What are the interventions Miller recommends? On p. 15, she suggests “brain building activities” as suggested by Bruce Perry, and of course by Nancy Thomas. In typical Nancy Thomas fashion, the list of these activities is headed by the injunction that they must be led by the adult, not the child; this injunction reflects the belief that displays of parental authority create attachment, and that a child’s obedience shows that he is attached to an adult. The activities include many that would ordinarily probably be fun for children, ping-pong, playing catch, and jumping on a trampoline. However, when these are to be done as recommended, five or six times each day, for ten minutes at a time, at the command of an adult caregiver, the “fun” aspects seem to be a good deal lessened.

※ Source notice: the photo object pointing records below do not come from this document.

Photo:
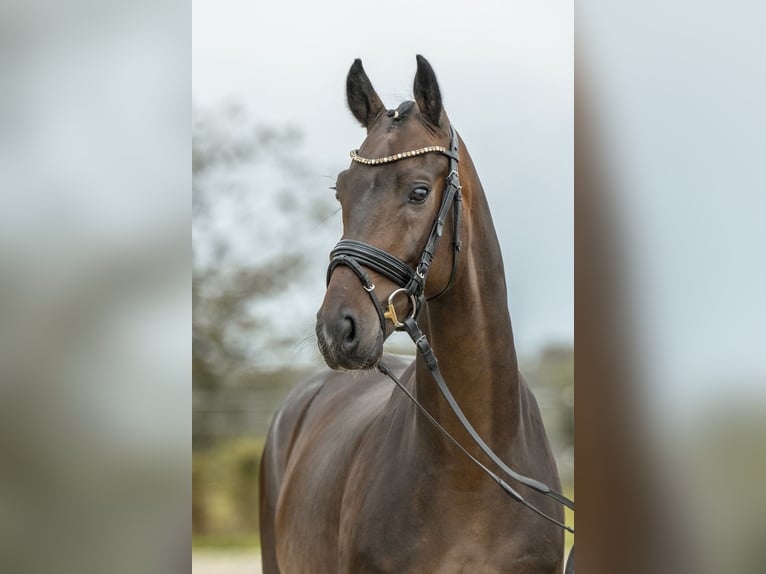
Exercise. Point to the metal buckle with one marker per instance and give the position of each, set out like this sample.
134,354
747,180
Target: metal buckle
391,313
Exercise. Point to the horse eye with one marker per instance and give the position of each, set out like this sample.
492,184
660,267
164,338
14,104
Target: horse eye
419,195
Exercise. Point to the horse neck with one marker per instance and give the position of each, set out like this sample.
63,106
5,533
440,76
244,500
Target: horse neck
469,328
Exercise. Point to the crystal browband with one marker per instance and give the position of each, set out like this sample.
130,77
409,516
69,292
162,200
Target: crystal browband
398,156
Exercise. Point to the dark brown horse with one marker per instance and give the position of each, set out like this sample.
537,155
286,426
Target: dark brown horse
354,478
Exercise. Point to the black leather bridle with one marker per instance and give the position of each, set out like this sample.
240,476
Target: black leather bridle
412,282
357,255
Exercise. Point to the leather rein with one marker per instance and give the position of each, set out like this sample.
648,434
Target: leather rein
356,255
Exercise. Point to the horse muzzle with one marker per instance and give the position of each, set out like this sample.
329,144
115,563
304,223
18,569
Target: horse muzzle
348,340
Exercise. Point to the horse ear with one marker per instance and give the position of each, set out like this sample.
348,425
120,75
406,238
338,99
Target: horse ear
362,98
426,90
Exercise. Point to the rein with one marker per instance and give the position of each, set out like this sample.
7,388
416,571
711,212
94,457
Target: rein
356,254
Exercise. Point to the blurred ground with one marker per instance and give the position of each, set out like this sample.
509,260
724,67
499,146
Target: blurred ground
226,563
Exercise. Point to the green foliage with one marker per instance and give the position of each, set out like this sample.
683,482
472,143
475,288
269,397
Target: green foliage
225,492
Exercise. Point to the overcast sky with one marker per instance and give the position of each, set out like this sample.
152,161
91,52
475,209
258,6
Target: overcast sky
506,73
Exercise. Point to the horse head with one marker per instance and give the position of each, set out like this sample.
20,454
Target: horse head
390,196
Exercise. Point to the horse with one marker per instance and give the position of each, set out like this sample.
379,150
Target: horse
354,477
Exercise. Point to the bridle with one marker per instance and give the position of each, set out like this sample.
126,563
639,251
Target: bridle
411,283
357,254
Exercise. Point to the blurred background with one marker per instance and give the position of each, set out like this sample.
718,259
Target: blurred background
271,129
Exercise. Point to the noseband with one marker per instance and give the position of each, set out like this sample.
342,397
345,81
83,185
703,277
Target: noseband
356,255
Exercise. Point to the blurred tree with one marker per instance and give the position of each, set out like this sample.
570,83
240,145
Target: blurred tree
252,196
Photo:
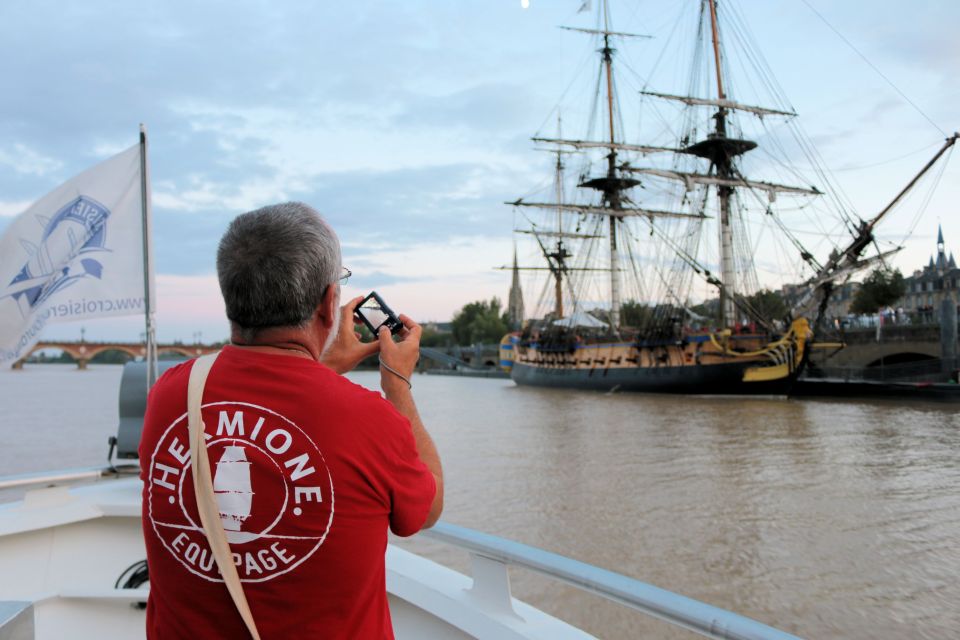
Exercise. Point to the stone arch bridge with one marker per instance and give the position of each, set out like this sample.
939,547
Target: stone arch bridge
83,352
897,345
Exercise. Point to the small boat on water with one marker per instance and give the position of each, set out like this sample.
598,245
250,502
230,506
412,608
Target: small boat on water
72,563
676,203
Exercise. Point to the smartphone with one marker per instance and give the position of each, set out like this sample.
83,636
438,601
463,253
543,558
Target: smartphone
375,313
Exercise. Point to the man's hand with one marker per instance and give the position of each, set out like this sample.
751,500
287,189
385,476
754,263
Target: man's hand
400,356
347,351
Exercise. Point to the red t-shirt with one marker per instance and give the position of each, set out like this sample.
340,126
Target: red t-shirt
309,471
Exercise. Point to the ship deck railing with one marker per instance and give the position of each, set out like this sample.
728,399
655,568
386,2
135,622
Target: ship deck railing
490,558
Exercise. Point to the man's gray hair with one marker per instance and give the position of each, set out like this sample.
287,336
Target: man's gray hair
274,265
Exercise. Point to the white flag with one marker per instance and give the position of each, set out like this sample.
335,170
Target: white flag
76,253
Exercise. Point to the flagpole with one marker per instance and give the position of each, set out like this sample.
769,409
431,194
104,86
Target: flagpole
151,334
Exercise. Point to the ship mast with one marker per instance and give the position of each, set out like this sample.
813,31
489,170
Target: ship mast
560,255
724,167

To continue with the recommendations for intervention, we see on p. 14 of “Taming Tiny Tigers” a page that is startling in its simplicity. Without elaboration, and under the heading of “Therapeutic Continuum”, this page shows a line with the words “non-directive play therapy” at the left and “holding therapy” at the right. What can Miller mean? What is she recommending? She doesn’t come right out and tell, but a look at the bibliography shows publications by the heavy-duty masters of the intrusive and potentially dangerous holding therapy, Foster Cline and Martha Welch, and by Ronald Federici, who advises restraining adopted children in the dangerous prone position. And of course, it shows many publications by Nancy Thomas, the woman who recommends that foster children not be permitted to say grace at meals, “because you don’t know who they might be praying to.”
All in all, “Taming Tiny Tigers” is a pretty disconcerting package, but Miller doesn’t have to conform to any rules to be a parenting coach. What’s more, the First Amendment permits her to pass out all this disinformation. Fortunately, it also permits me and others to have our say about Miller and her “Tigers”.